What about existing Trees in the riparian zones? Existing trees are fine! They can stay, unless they are invasive or hazardous, in which case they can be removed with grant funds as a “site prep” expense. We fund anything that counts as “new” acres of riparian forest buffer. So, if there is less than 50% canopy cover now, it counts as a new buffer. We also expand existing buffers further back from the stream/river, as that also counts as new buffer. However, we don’t fund interplantings or maintenance of full, healthy existing buffers.
What species have been successful and in which zones? I’ve attached a sheet of common buffer trees, as well as a handout of suggested trees for each zone for multifunctional buffers. We can provide more info on which species to put in which zones as needed, if they have further questions after reviewing these docs.
How long until harvesting can begin and on which species? Harvesting can begin as soon as fruits/florals are ready. There is really no set timeframe- it all depends on which species are planted and the intended harvested product. Usually, it will take at least a couple of years before any new planting to generate a harvestable product. Smaller fruiting/floral plants will produce most quickly, while things like nut-bearing trees could take many years to bear a harvestable product.

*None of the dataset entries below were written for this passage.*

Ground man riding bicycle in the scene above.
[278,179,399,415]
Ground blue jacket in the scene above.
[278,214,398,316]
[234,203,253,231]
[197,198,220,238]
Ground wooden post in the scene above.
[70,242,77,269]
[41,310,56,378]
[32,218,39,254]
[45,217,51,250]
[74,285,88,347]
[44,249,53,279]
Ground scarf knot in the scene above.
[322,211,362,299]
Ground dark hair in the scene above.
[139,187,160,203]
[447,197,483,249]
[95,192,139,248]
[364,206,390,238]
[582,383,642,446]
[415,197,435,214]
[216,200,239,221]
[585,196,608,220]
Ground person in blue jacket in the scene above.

What is required within the landowner agreement? Sample landowner agreement attached. Basically, it says the landowner commits to not destroying the buffer for at least 25 years.
Is a signed agreement required before application submission? No, though it’s helpful for applicants to have one. That being said, we fund lots of applications that don’t have landowner agreements already in-hand each year.

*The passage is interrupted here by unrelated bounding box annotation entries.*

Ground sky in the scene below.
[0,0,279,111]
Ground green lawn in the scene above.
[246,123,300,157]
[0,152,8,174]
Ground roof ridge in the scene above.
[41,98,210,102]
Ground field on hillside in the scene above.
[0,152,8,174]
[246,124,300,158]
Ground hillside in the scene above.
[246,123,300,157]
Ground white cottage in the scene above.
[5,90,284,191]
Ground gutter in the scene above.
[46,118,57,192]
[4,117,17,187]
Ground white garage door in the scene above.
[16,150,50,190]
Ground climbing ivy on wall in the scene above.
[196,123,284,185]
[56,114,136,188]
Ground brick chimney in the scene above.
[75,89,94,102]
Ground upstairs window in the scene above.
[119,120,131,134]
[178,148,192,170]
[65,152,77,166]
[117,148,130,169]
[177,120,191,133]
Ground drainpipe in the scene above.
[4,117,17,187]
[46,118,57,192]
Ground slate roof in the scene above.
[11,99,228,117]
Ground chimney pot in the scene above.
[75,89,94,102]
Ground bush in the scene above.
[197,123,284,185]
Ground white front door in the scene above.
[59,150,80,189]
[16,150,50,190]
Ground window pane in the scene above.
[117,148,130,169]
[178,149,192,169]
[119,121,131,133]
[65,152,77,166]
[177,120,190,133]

What is required for maintenance and monitoring? That varies based on the buffer, but typically mowing twice a year, herbicide spot-spraying twice a year, tube and stake straightening as needed and after significant weather events, removal of bird nets as trees grow taller than tubes, etc. Maintenance is most critical for the first 3-5 years, and I believe required for at least three years by the grant. Maintenance can be contracted to a third party with grant funds, or the responsibility of the landowner or the grantee.
Can a private company be contracted for installation/ maintenance using grant funds? You bet! This is 100% okay and very common.
Does the landowner have a say in what species get planted? Absolutely! We can work with landowners to choose all the species they want, as long as they’re buffer-appropriate.
Can trees from another grant or partnership be used in zone 1 where no harvesting is to take place? Sure! The multiple funding sources will just need to be reported with the official reporting form once the buffer is planted. Those funds definitely count as match towards the grant, too.
Are there any restrictions on what species can be planted? Only a little. Zone 1 should be exclusively native PA species that tolerate moisture well. In zones 2 and 3, some well-behaved non-natives are tolerated for multifunctional buffers (fruit trees, Christmas trees, woody florals, etc.). Other than that, the only restrictions are that they should be trees/shrubs that will do well on the site.